Hukum yang baik di samping bernilai kuratif juga harus bernilai preventif. Aspek nilai preventif ini memberikan landasan mengapa hukuman mati perlu diterapkan.
Penegakan hukum yang tidak semata-mata menghukum pelaku, tetapi juga diharapkan dapat mencegah masyarakat agar tidak melakukan perbuatan serupa di masa mendatang.
Penjatuhan sanksi tidak hanya diperuntukkan bagi pelaku kejahatan, tetapi juga bagi masyarakat agar tidak melakukan kejahatan serupa.

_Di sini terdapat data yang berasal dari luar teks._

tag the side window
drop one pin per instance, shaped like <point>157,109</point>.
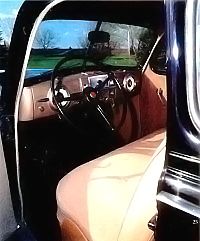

Konsep Diyat Sebagai Jalan Tengah
Dalam suatu kejahatan sedikitnya ada 3 kelompok yang perlu dilihat: pelaku, korban, dan keluarga korban.
Dalam kasus pembunuhan, perdebatan mengenai dirinya sudah selesai dengan kematian korban. Sedangkan bagi pelaku, perdebatannya bisa dua kemungkinan: dihukum mati atau hukuman lainnya berupa penjara seumur hidup atau waktu tertentu. Lantas bagaimana bagi keluarga korban?
Korban pembunuhan bisa jadi mempunyai keluarga yang memerlukan keberlangsungan hidup. Merekalah yang sejatinya akan menanggung duka dan nestapa yang mendalam.
Dalam kasus tertentu, keluarga tersebut sangat bergantung oleh sosok korban. Dengan pembunuhan tersebut, yang menderita sejatinya tidak hanya korban tetapi juga keluarganya. Keluarga korban ini juga memerlukan keadilan.
Dalam hukum Islam dikenal konsep diyat. Konsep diyat ini memungkinkan seorang pelaku mendapat ampunan secara hukum, dengan syarat jika pelaku mau memberikan diyat (dengan membayar sejumlah tebusan) kepada keluarga korban.
Konsep diyat ini dipandang dapat diterapkan sebagai jalan tengah yang sangat adil. Tidak hanya terhadap pro kontra tentang hukuman mati, tetapi juga adil dari sisi hakikat penjatuhan hukuman.
Pada saat yang sama, penerapan konsep diyat pada kasus pembunuhan, secara tidak langsung sejatinya merupakan bentuk penerapan “restorative justice” yang kini mulai dikembangkan di negara kita.